Birmingham bin workers protest outside the council. Photo: Tom Porter Brown
Birmingham bin workers protest outside the council. Photo: Tom Porter Brown

Nick Hart, Birmingham Socialist Party

Birmingham City Council, with Starmer’s Labour government’s public backing, is pulling out all the stops to try and break the spirit of striking bin workers.

A few days after the council declared a ‘state of emergency’, Unite members arriving to picket their depots were greeted by up to 20 police officers and rows of fences. These were in place to stop bin workers using the successful ‘go slow’ tactics of delaying the wagons from leaving the yard for hours at a time.

Workers were threatened with arrest under Section 14 of the Public Order Act. This is clearly a sign of the council panicking at weeks of missed collections, with rubbish piling up in many areas and mile-long queues of residents at mobile tips.

Even if the council can get agency workers out to collect rubbish with help from their ‘hired security’ (aka West Midlands Police), it will take more than a few days to clear the backlog, and at a great financial cost.

This is clearly a crunch point of the dispute. The Labour council, with Starmer behind it, is threatening to crush the strike and inflict a defeat on Unite by brutal strikebreaking measures, such as using wagons from neighbouring councils.

The whole union movement must now come to Unite’s aid with support and solidarity.

It is welcome that the Fire Brigades Union has publicly pledged that none of its members will clear rubbish, rejecting the call to do so from a Lib Dem councillor.

It is essential that council unions Unison and the GMB make a similar commitment, explaining to their members that a defeat for Birmingham bin workers would open the door to the same attacks on them. 

Unite should use this time to apply maximum pressure on the councillors responsible, and on the government. It’s welcome that the union’s general secretary Sharon Graham has publicly called out the role of Angela Rayner and other ministers in allowing, or more likely encouraging, the council’s strikebreaking tactics.

But the government needs to understand that, if it does not intervene to insist that the binworkers’ demands are met, it will be taking on the might of Unite and the whole trade union movement.

At a rally on 8 April outside the council meeting, bin workers remained defiant.

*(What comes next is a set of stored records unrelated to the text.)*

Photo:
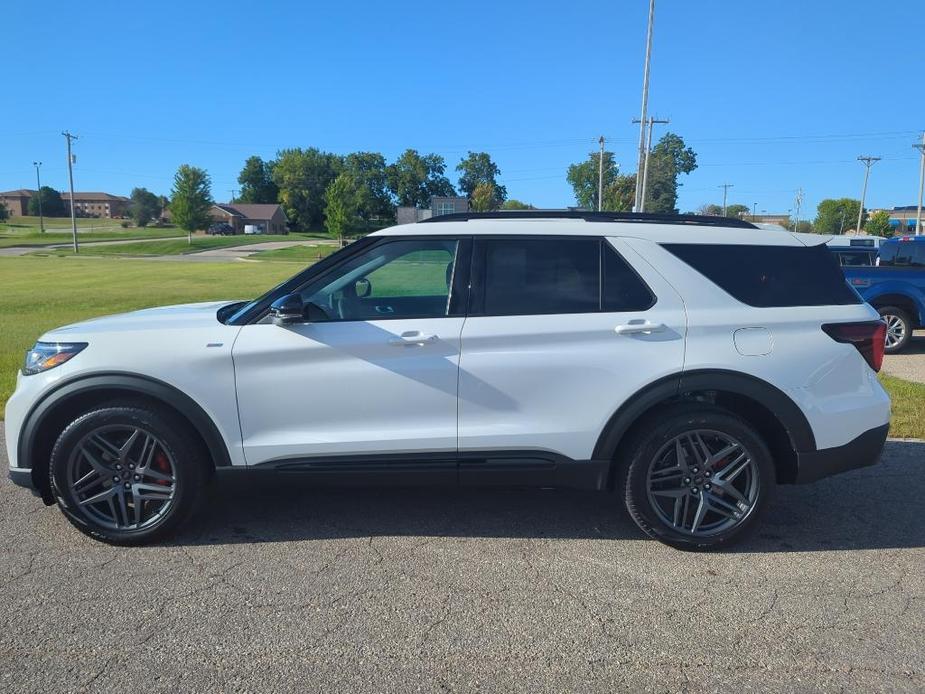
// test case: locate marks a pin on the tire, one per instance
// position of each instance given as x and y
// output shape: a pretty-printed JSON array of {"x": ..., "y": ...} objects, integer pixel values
[
  {"x": 141, "y": 464},
  {"x": 665, "y": 498},
  {"x": 898, "y": 326}
]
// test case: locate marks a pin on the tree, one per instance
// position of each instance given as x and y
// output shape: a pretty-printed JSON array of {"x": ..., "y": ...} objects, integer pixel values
[
  {"x": 669, "y": 159},
  {"x": 484, "y": 198},
  {"x": 340, "y": 206},
  {"x": 303, "y": 176},
  {"x": 414, "y": 179},
  {"x": 256, "y": 179},
  {"x": 583, "y": 178},
  {"x": 369, "y": 171},
  {"x": 191, "y": 199},
  {"x": 511, "y": 204},
  {"x": 52, "y": 203},
  {"x": 836, "y": 216},
  {"x": 144, "y": 207},
  {"x": 478, "y": 168},
  {"x": 878, "y": 224}
]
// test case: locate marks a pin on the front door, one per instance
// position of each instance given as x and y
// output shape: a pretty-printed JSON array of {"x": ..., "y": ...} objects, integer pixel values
[{"x": 371, "y": 380}]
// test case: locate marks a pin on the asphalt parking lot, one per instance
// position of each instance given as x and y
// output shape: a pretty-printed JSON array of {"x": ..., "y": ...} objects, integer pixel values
[{"x": 301, "y": 589}]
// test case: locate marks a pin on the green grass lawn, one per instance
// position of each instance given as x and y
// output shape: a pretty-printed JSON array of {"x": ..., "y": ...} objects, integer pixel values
[{"x": 181, "y": 246}]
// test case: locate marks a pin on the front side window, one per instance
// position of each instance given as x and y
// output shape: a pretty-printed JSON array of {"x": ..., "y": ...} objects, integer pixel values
[{"x": 395, "y": 279}]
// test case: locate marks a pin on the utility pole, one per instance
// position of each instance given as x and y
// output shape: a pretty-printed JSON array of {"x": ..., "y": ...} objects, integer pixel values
[
  {"x": 918, "y": 211},
  {"x": 38, "y": 194},
  {"x": 645, "y": 162},
  {"x": 600, "y": 175},
  {"x": 868, "y": 162},
  {"x": 725, "y": 187},
  {"x": 70, "y": 178},
  {"x": 638, "y": 205}
]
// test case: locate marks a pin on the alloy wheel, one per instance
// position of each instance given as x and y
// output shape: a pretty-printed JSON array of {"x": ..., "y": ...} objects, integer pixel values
[
  {"x": 702, "y": 483},
  {"x": 122, "y": 477}
]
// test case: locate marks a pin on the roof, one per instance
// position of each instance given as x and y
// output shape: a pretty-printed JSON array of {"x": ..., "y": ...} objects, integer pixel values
[
  {"x": 652, "y": 231},
  {"x": 250, "y": 210}
]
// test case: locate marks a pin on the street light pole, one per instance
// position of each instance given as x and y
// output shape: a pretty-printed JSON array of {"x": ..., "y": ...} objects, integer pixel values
[
  {"x": 637, "y": 205},
  {"x": 38, "y": 194},
  {"x": 918, "y": 211},
  {"x": 868, "y": 162}
]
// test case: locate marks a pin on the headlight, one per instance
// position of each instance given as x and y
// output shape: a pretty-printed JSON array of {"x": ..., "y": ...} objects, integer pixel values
[{"x": 47, "y": 355}]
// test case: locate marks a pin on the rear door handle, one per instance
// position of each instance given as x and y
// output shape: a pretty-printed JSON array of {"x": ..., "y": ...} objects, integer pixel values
[
  {"x": 412, "y": 337},
  {"x": 641, "y": 327}
]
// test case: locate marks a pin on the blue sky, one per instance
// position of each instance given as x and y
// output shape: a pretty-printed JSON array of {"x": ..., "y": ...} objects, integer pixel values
[{"x": 773, "y": 96}]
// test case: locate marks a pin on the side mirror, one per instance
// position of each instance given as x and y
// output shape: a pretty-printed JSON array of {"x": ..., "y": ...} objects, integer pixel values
[{"x": 287, "y": 309}]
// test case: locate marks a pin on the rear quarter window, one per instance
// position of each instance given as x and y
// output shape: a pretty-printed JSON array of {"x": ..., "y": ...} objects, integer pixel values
[{"x": 771, "y": 276}]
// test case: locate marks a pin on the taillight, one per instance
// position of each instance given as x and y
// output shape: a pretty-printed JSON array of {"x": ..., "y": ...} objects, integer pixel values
[{"x": 869, "y": 338}]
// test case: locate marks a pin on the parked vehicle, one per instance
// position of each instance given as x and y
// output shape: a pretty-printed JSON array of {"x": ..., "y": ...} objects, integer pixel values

Workers can see that this is not just a fight to stop pay cuts to Grade 3 workers but to stop the council smashing the union and further downgrading the workforce.

If the council is going to try and stop effective picketing, then even more political pressure needs to be applied, including a suspension of Unite funding for Labour while a discussion is started about how to use the union’s political fund.